Lo
que os traigo hoy no es porque me haya metido en una secta ni mucho menos, sino
porque como cristiano y persona con demasiadas horas de introspección, me paso
gran parte del día dándole vueltas a la cabeza. Y hoy, no sé si por la mala
noche o por la gracia del Espíritu, me he levanto inspirado. Así que allá voy. Paciencia,
porque esto tiene más densidad que un sermón medieval, pero espero que al final
os arranque no solo una lágrima, sino también un par de preguntas serias.
Decía
Pascal que “toda la desgracia de los hombres proviene de no saber quedarse
tranquilos en una habitación”. Siglos después seguimos igual, solo que, con WiFi,
Instagram y un smartwatch que nos recuerda cada tres horas que no caminamos lo
suficiente para ser “felices”.
Vivimos
en un mundo obsesionado con producir, con rendir, con demostrar que somo
alguien a través de likes, abdominales y objetos que pronto acabarán en
Wallapop. Nos han convencido de que el valor de nuestra vida se mide en
productividad, en dinero, en experiencias publicables. Pero mientras nuestra
agenda rebosa, nuestro corazón se vacía. Y de pronto nos encontramos solos,
terriblemente solos, en medio de un ruido que no deja de sonar.
La
Biblia no se anda con rodeos. “¿De qué le sirve al hombre ganar el mundo entero
si pierde su alma?” (Mc 8,36). No se puede decir más claro. Ganamos productividad,
estatus, reconocimiento y a cambio perdemos lo único que no se puede reponer en
Amazon Prime. El alma.
San
Agustín, que sabía lo que era perderse en los vicios y buscar consuelo en lo
mundano, lo dijo con esa frase que debería grabarse en la puerta de los
gimnasios y oficinas. “Nos hiciste, Señor, para ti, y nuestro corazón está
inquieto hasta que descanse en ti”. Ahí está el problema. Queremos saciar
nuestra sed con refrescos que solo dan más sed. Llenamos la agenda, vaciamos el
alma.
El
mundo occidental ha declarado a Dios desempleado. Lo hemos jubilado
prematuramente y lo hemos sustituido por lo que Nietzsche llamaría “ídolos de
barro”. La fama, el físico, la fiesta eterna, el consumo.

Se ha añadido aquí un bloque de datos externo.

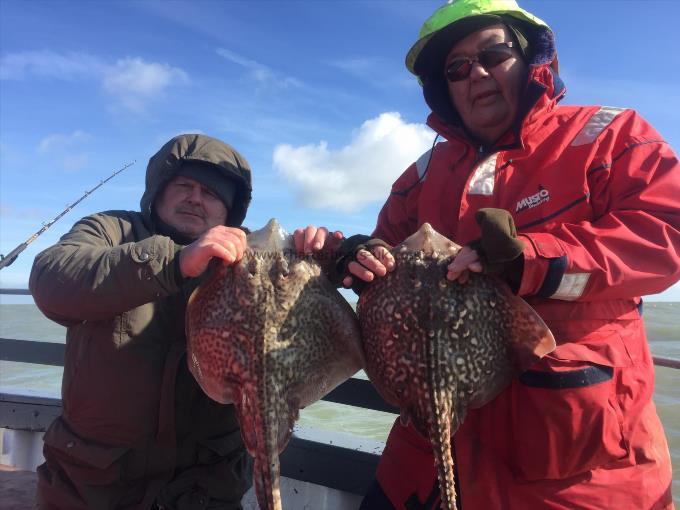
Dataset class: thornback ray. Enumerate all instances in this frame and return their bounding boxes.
[187,219,364,510]
[357,223,555,510]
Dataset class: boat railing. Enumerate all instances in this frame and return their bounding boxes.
[0,289,680,494]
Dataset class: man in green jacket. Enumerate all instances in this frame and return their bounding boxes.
[30,134,252,510]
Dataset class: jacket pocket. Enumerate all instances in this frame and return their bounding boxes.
[511,348,628,480]
[44,418,130,485]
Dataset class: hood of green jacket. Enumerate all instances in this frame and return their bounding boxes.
[140,134,253,227]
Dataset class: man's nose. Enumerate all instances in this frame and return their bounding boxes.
[187,185,203,204]
[470,61,489,80]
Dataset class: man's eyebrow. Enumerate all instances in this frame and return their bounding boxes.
[447,34,505,62]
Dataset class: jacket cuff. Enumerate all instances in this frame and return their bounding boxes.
[517,233,567,298]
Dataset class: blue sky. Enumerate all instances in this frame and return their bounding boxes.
[0,0,680,301]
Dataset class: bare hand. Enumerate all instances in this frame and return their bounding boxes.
[293,225,343,255]
[446,246,482,283]
[342,246,394,288]
[179,225,246,277]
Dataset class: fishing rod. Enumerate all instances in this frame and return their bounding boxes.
[0,160,137,269]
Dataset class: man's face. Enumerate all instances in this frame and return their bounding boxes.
[155,176,228,239]
[444,25,527,144]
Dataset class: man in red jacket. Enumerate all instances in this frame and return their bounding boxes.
[297,0,680,510]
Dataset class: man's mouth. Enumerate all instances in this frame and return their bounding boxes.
[472,90,498,103]
[177,209,203,220]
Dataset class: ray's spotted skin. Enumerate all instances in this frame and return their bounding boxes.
[357,223,555,510]
[187,220,364,510]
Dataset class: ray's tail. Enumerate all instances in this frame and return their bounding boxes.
[428,338,456,510]
[253,396,282,510]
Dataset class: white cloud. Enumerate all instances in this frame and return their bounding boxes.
[102,58,189,113]
[38,129,92,152]
[273,112,433,212]
[215,48,304,87]
[103,58,189,97]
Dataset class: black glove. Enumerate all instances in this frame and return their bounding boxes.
[470,208,524,293]
[327,234,392,295]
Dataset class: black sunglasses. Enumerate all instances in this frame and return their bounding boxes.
[444,41,515,81]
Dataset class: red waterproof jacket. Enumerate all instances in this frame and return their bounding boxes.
[374,61,680,510]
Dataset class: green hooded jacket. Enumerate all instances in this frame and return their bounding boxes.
[29,135,251,510]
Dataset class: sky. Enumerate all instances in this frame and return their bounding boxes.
[0,0,680,302]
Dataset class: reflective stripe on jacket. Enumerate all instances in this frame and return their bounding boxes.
[373,62,680,509]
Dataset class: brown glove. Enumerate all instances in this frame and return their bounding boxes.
[470,208,524,292]
[327,234,392,295]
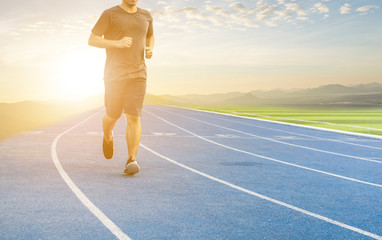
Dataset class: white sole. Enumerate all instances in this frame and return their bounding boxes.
[123,161,139,175]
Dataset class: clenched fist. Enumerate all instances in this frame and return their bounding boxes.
[116,37,133,48]
[145,47,153,59]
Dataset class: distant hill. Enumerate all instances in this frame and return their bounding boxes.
[146,82,382,107]
[0,96,103,140]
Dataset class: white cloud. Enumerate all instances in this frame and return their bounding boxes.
[356,5,379,15]
[284,3,308,16]
[157,1,169,5]
[311,3,329,13]
[340,3,351,14]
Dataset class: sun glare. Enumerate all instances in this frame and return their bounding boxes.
[54,51,105,100]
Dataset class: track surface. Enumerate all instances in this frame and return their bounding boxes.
[0,106,382,240]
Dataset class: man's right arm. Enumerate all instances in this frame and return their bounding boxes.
[88,33,133,48]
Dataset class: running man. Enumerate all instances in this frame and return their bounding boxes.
[89,0,154,175]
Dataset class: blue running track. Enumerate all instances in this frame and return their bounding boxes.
[0,105,382,240]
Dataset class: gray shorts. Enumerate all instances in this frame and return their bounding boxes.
[104,70,146,118]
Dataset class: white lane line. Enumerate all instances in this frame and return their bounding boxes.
[140,143,382,240]
[155,109,382,164]
[184,109,382,150]
[169,105,382,140]
[51,110,130,240]
[144,110,382,188]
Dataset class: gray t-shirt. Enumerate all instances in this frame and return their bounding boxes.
[92,6,153,81]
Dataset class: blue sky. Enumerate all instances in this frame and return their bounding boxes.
[0,0,382,101]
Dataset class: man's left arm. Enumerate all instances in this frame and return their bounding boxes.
[146,35,154,59]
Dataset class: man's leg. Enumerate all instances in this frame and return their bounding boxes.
[125,113,142,160]
[102,113,118,159]
[102,114,118,142]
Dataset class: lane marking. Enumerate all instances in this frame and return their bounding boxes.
[51,110,130,240]
[168,105,382,140]
[144,110,382,188]
[155,110,382,164]
[221,110,382,131]
[140,143,382,240]
[187,109,382,150]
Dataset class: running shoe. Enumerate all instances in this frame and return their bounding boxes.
[123,157,139,176]
[102,138,114,159]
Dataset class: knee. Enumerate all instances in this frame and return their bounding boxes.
[125,113,141,124]
[103,113,118,122]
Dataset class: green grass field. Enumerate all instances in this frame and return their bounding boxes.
[192,106,382,136]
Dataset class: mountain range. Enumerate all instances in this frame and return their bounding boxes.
[145,82,382,107]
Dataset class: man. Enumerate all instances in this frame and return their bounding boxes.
[89,0,154,175]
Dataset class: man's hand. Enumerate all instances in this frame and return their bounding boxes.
[146,47,153,59]
[116,37,133,48]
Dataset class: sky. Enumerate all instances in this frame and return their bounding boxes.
[0,0,382,102]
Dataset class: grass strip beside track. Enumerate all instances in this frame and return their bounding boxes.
[189,106,382,136]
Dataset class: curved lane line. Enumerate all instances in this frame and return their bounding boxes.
[144,110,382,188]
[140,143,382,240]
[51,110,130,240]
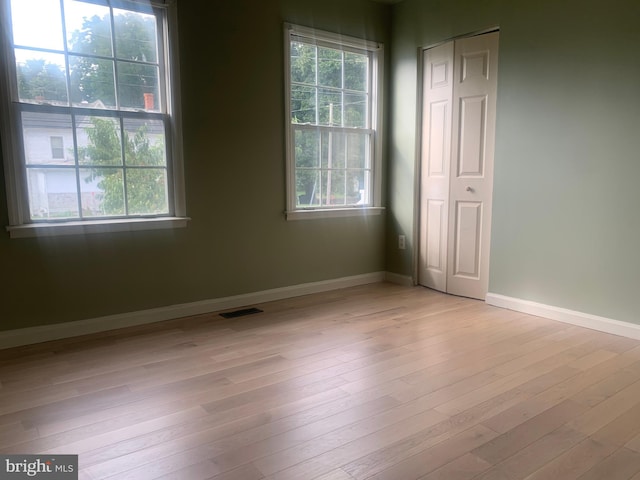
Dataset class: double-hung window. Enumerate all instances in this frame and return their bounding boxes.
[285,24,382,219]
[0,0,186,236]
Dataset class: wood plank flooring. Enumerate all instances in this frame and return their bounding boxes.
[0,284,640,480]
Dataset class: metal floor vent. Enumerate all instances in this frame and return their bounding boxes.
[220,308,262,318]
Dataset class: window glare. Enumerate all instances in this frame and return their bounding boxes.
[11,0,63,50]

Pero ocurre lo mismo
que en una discoteca a las 6 de la mañana. Luces encendidas, música apagada y
todos nos damos cuenta de que la euforia era puro maquillaje.
¿Y
qué queda cuando se acaba el ruido? La soledad. Esa soledad que ya no se
disfraza con filtros ni con productividad. Esa soledad que nos enfrenta a la
pregunta que nadie quiere hacerse. ¿Quién soy yo cuando no produzco, cuando no
tengo éxito, cuando nadie me aplaude?
Aquí
es donde el Evangelio se convierte en un bofetón lleno de ternura. Porque Cristo
no recuerda que no somos esclavos de la productividad, sino hijos. Y que la
vida no consiste en demostrar nada al mundo, sino en dejarnos amar. Él mismo
buscaba el silencio, se retiraba a orar, porque sabía que sin esa raíz, todo lo
demás es humo.
La
paradoja de nuestro tiempo es cruel. Nunca hemos tenido más medios para comunicarnos,
y nunca nos hemos sentido tan solos. Nunca hemos tenido más estímulos, y nunca hemos
estado más vacíos. Somos como Marta, afanados y nerviosos por mil cosas, pero olvidando
lo único necesario.
El
camino hacia afuera nos deja exhaustos. El camino hacia dentro, hacia Dios, nos
devuelve a casa. Ahí la productividad ya no importa, ahí no hay ranking, ahí no
se mide el alma en rendimiento.
Quizá
el gran escándalo de hoy no se la fe, sino la ternura. En un mundo que nos pide
ser máquinas, Jesús nos recuerda que somos hijos. En un mundo que nos mide por
lo que hacemos, Dios nos ama por lo que somos. Y esa certeza, que muchos llaman
ingenuidad, es la única que puede salvarnos de esta soledad disfraza de éxito.
Al
final, la pregunta no es cuánto hemos producido, sino cuanto hemos amado. Porque
lo demás se desvanecerá como humo en el aire. Pero el amor, diría San Pablo,
nunca pasa.
Y
sí, probablemente mientras lees esto, tu móvil ya te ha notificado tres correos
del trabajo. No pasa nada, Respira. Haz silencio. Porque quizá en ese silencio
no te encuentres solo, sino acompañado por el Único que nunca abandona.